Ray Olszewski wrote:
Hmm...I'll jump in here with a brief comment. This behavior *DOES* sound a lot like what I've seen happen when dramatically over-saturating the upstream link. I hadn't thought about this solution before, since bandwidth usage (via MRTG) is the first thing I check when getting reports of "sluggish" or otherwise broken internet connections.I never suggested a hardware problem; other tests you reported pretty much ruled that out. But remember that your Ethernet connection between the router and the ZyXEL is almost surely fast, either 10 Mbps or 100 Mpbs, while your connection from the ZyXEL to the Internet is slow (on the order of 1 Mbps, probably, though you haven't actually told us). A LAN or router problem could easily saturate the Internet connection but leave plenty of room on the router-ZyXEL link to permit it to handle ping traffic quickly. The symptoms you report are quite consistent with this interpretation.Note: pings from the router box to the ZyXEL modem itself, i.e. "first hop" pings, are in the 2-4 ms range. That certainly doesn't sound like a hardware problem with the ethernet cards to me. It seems to happen only when you go out beyond the modem into the external network at large.
Typical bandwidth hogs (on my networks) are compromisied systems, e-mail "blasts" from the marketing folks (trying to send to 10,000+ end-users over a T-1 during mid-day peak usage times), and peer-peer packages like kazza. The biggest cuplrit by far is hacked windows boxes, which typically try to connect to everything they can to spread the infection (I don't have control over several windows-based servers tied to the 'net, and they're *ALWAYS* getting compromisied...all I can do is shut them down until they're cleaned up :< ).

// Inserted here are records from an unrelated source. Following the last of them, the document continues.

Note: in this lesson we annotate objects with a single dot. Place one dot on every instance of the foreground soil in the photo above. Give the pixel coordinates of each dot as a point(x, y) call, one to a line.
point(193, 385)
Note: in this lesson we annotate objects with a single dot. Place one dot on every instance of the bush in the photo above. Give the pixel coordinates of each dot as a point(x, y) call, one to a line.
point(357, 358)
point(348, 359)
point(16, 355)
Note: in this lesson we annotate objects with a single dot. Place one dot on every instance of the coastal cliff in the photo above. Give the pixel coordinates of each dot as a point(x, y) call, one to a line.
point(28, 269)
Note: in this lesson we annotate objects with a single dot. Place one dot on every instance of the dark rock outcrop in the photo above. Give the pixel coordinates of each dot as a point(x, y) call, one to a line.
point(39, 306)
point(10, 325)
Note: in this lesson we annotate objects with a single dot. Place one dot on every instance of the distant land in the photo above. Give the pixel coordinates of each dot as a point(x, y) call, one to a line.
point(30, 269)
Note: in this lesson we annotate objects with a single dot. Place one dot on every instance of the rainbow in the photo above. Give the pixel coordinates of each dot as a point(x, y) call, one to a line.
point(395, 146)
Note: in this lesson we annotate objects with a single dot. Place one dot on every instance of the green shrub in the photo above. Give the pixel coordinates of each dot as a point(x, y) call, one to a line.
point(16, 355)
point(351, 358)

In all these situations, normal TCP/IP slow-start bandwidth throttling can fail, due to the sheer number of connections generated. With the outbound pipe saturated, packet latencies and packet loss both increase dramatically, to numbers typical of what you reported.
A system that has recently been infected, or perhaps a recent installation of peer-peer software somewhere could also easily explain why a functioning network might suddenly stop working properly.
I'd check your internal systems and make sure no machines are compromisied.